6 Comments so far...
zoë Says:
9 février 2010 at 21:12.
Que de sages conseils. J’en approuve l’esprit en renchérissant sur le danger d’un nouvel intégrisme. Chacun doit pourvoir faire des choix, mais pour cela il faut changer d’imaginaire. ce n’est pas gagné, mais ça vient, ça vient.
François Says:
10 février 2010 at 20:19.
Sur les deux premiers points, je dirais même qu’on peut les lier. Acheter moins de superflu peut permettre de faire remonter la part budgétaire dévolue à l’alimentation, qui n’a fait que s’éroder avec le temps. Depuis quelques années, j’ai augmenté (je ne sais pas de combien, je n’ai pas calculé) mes dépenses dans l’alimentation et la qualité de ce que nous mangeons s’est grandement améliorée.
Sur le point du crédit, j’irais plus loin, moi qui n’ait jamais acheté quoique ce soit à crédit. On veut nous faire croire que, le bonheur étant dans la consommation, le crédit nous rend plus heureux, car il nous permet de consommer tout de suite. Or, chaque crédit que l’on contracte est une chaîne supplémentaire qui nous asservit non seulement à la nécessité de gagner sa vie, mais d’augmenter son gain régulièrement, ce qui se fait généralement aux dépends des autres. D’ailleurs, tu avais fait un article, Paul, sur la manière dont beaucoup de gens hypothèquent leur salaire avant même de l’avoir gagné.
Ce qui est moche avec la durabilité des objets (électroménagers en particulier, ou électronique de loisir), c’est qu’il devient de plus en plus difficile de les faire réparer. En effet, comme la valeur de ces objets n’a cessé de baisser (merci les p’tits Chinois), il devient de moins en moins intéressant – d’un point de vue purement commercial – de les réparer. Quand un lecteur de DVD ne coûte plus que 50€, le simple fait, pour un service après-vente, de discuter avec le client, coûte presque déjà autant. On ne parle même pas du coût total de la réparation. Nous en avons fait l’expérience encore récemment avec une radio-CD (valeur environ 40€). Elle est tombée en panne après 2 utilisations. Le service après-vente nous en a donné une neuve et nous a conseillé de jeter l’autre. Les petits magasins capables de réparer sont bien rares.
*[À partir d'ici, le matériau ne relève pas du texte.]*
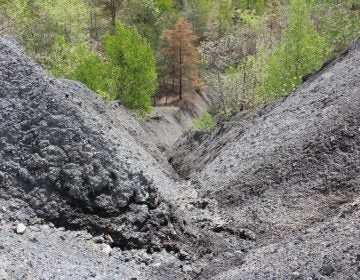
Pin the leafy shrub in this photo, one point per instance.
(132, 56)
Exemple de transports idiots: des crevettes pêchées dans la Mer du Nord, transportées en Grèce pour être décortiquées, renvoyées en Allemagne pour être conditionnées, puis redistribuées à travers l’Europe pour la vente.
Quant aux achats en commun, ça me rappelle le débat que nous avons actuellement dans notre coopérative d’habitation. Certains ont proposé l’achat d’un beamer pour projeter des films. Le débat nous divise. D’aucuns pensent que c’est du superflu et que nous pouvons vivre sans. D’autres reconnaissent le côté « luxueux » de la chose, mais soutiennent, justement, que puisque c’est partagé, cela devient une dépense acceptable. Débat difficile. En tout cas, il y a une voiture en auto-partage dans le quartier, c’est toujours ça de pris! Et nous avons déjà partagé pas mal de matériel entre voisins.
Paul Says:
10 février 2010 at 20:57.
@ François – Pour le crédit je suis entièrement d’accord avec toi. Le point qui m’a fait hésiter c’est le logement, l’investissement qu’il représente, et le désir que l’on peut avoir d’être rapidement « chez soi » plutôt que de payer une location pendant de longues années. Pour ce qui est de l’asservissement j’en suis convaincu. Toutes les grèves longues auxquelles j’ai participé ont stoppé non pour des problèmes alimentaires mais à cause des multiples crédits à rembourser. Les banquiers ont réussi à enchaîner les gens à leur travail… Notre société offre par ailleurs un tel éventail de choix de marchandises à consommer, qu’il est difficile de trier entre ce qui est superflu et ce qui ne l’est pas, ce que l’on achète uniquement parce que c’est « tendance », mais que l’on utilisera ou dont on ne profitera que quelques heures par mois, et ce qui améliore vraiment le fonctionnement au quotidien. Les échelles de valeur varient d’un individu à un autre. Si l’achat collectif devient seulement un moyen d’acheter plus, là aussi il y a matière à débattre !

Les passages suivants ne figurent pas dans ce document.